Después de mucho cuidado, el arbusto creció rico y lleno, con gruesas hojas verdes. Experimentando, el granjero secó las hojas en un wok de piedra. Pronto convirtieron un negro de carbón liso, al igual que la estatua de Kuan Yin. El néctar producido a partir de hojas cocidas de esta manera era ambrosial y fragante, como las flores más finas. Era más delicioso que cualquier otra bebida que jamás le hubiera tocado los labios. Así, el mágico Ti Kuan Yin - "el té de Kuan Yin" - nació.

La siguiente historia describe otro origen de té. A diferencia de las otras historias, ésta no radica en la magia de las leyendas, sino en la practicidad de la economía. También a diferencia de la mayoría de las historias de té mencionadas, el origen de Genmai Cha es históricamente exacta. Contrariamente al lujo asequible que se ha convertido hoy en día, el té solía ser un producto extremadamente caro. A los campesinos japoneses les resultaba difícil dar largas cantidades de té y mezclarlos con arroz tostado, un producto abundante (y barato). Así, fueron capaces de exprimir más tazas de la misma cantidad de hojas. Sin embargo, este té ha superado sus humildes orígenes para convertirse en uno de los favoritos de muchos habitantes urbanos tanto en Japón como en Occidente y es considerado una de las variaciones más interesantes del té.

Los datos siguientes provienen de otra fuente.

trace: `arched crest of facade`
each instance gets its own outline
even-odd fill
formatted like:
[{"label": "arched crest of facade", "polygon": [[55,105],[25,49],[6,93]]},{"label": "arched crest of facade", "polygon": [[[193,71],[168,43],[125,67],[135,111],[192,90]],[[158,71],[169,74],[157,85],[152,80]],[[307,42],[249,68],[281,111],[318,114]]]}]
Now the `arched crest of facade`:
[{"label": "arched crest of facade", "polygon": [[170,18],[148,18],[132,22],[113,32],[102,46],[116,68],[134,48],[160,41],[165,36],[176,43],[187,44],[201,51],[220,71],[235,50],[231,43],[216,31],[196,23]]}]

El descubrimiento de Tea por Occidente dio origen al monopolio más grande y poderoso del mundo. El poder de la Compañía Británica de las Indias Orientales, apodada "la Compañía John", se derivó de la insaciable sed de té de Occidente y de las longitudes inconcebibles que la compañía iba a cumplir con esta demanda. Mientras que los consumidores en el oeste deseaban el té, no podían encontrar cualquier cosa que China quisiera negociar para ella - hasta que descubrieron el opio. La Compañía Británica de las Indias Orientales creció este cultivo nocivo y barato en la vecina India y lo comercializó para el té chino. Debido a su naturaleza adictiva, la demanda de la droga se extendió rápidamente. El método explotador de la empresa británica de hacer negocios resultó en vidas de adicción y aseguró un suministro prácticamente sin fin de té.

La historia final no trata del origen de un cierto té, sino más bien de la palabra "té" en sí. En China, el té es más comúnmente conocido como "cha". La razón por la que lo llamamos por otro nombre refleja una interesante mezcla de historia y geografía. Cuando el té llegó por primera vez a los mercados europeos a finales de los siglos XVI y principios del XVII, provenía del puerto comercial de Amoy (actual Xiamen) en la provincia china de Fujian. En el dialecto local de Fukienese el té se llama "tey" en lugar del "cha" más común, por lo que en Europa Occidental, y más tarde en los Estados Unidos, fue la palabra "té", mientras que otros países, como India, Rusia , Y Turquía, fueron introducidos al té como "cha" por los comerciantes que viajaban sobre tierra a lo largo de la Ruta de la Seda.

A medida que esta lección se cierra, historias de té más interesantes y relevantes siguen viniendo a la mente. No es de extrañar que hay tantas leyendas maravillosas e intrigantes asociadas con el té, teniendo en cuenta la musa que los une.